While existing LNG export terminals are running near full capacity, largely insulated by long-term contracts, the next wave of projects depends heavily on demand growth in precisely the countries that are reconsidering their commitment.
In some cases, Asian governments are intervening directly, forcing reductions in energy use to preserve limited supplies, and working to fast-track clean energy projects.
In the Philippines, officials are rushing to bring more than a gigawatt of solar capacity online within weeks while advancing a massive solar-and-battery installation designed to reduce reliance on gas-fired power. Vietnam has signed a deal to develop a new nuclear power plant, reviving a program it had abandoned years ago, while expanding offshore wind. Indonesia is accelerating a major hydropower project to power its industrial sector.
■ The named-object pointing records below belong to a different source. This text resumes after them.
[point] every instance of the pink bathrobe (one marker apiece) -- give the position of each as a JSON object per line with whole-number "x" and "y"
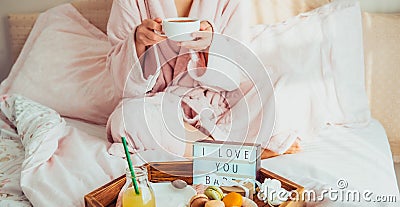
{"x": 222, "y": 102}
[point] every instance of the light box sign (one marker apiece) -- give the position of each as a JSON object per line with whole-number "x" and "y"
{"x": 216, "y": 161}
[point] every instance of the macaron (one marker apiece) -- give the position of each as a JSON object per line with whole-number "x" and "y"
{"x": 215, "y": 203}
{"x": 198, "y": 200}
{"x": 233, "y": 199}
{"x": 179, "y": 184}
{"x": 214, "y": 193}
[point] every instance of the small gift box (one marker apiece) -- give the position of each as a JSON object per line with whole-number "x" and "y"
{"x": 245, "y": 188}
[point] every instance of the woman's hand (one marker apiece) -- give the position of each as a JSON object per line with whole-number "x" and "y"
{"x": 145, "y": 34}
{"x": 203, "y": 38}
{"x": 292, "y": 150}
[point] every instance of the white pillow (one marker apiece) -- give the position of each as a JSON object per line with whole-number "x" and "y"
{"x": 317, "y": 67}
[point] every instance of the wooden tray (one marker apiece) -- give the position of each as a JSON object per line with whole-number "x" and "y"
{"x": 106, "y": 195}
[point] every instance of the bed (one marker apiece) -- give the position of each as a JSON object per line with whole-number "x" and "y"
{"x": 360, "y": 157}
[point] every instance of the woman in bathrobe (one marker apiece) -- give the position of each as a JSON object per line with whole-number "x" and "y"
{"x": 164, "y": 84}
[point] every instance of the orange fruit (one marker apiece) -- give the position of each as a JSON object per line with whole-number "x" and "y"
{"x": 233, "y": 200}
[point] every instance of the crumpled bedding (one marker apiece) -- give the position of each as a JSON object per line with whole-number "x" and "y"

It is also exploring small modular nuclear reactors as an alternative to gas plants.
Individually, none of these moves would be enough to displace large volumes of imported energy. Taken together, they point to a broader shift that could erode one of the central assumptions underpinning fossil fuel export growth by the U.S. and other oil- and gas-rich nations.
“It is unequivocally clear that the sales pitch for LNG as a reliable, affordable fuel is quickly evaporating” said Sam Reynolds, a research lead at the nonprofit Institute for Energy Economics and Financial Analysis. “The rug has been pulled out completely from under the industry narrative.”
Jigar Shah on Open Circuit Podcast, March 13, 2026:
I don’t think they really understand that the amount of money that you have to spend to switch from coal to natural gas is really backbreaking amounts of money. It is not something that anyone should do lightly. It’s a 50-year investment. It is now telling everybody to skip that step, right? And so all of these countries from China to the 50 oil importing countries are saying, wait, we don’t actually want to use natural gas. We’ll use it at the port, right? So we have an LNG import terminal, we’ll import LNG there, we’ll have a power plant there and we’ll maybe even put our industry there, right? But we’re no longer going to build out thousands of miles of natural gas pipelines to be able to switch people to natural gas in country, right? Because it’s so expensive.
And if you’re going to have this kind of supply disruption and the US just doesn’t care about protecting any of these shipping lanes, then why would we do that when it’s actually expensive, right? The landed cost of LNG is not cheap and we could just skip all the way to solar and battery storage, and the Chinese are obviously exporting that stuff to those 50 countries. And so I do think that this is going to hurt the entire story around the coal to LNG switch.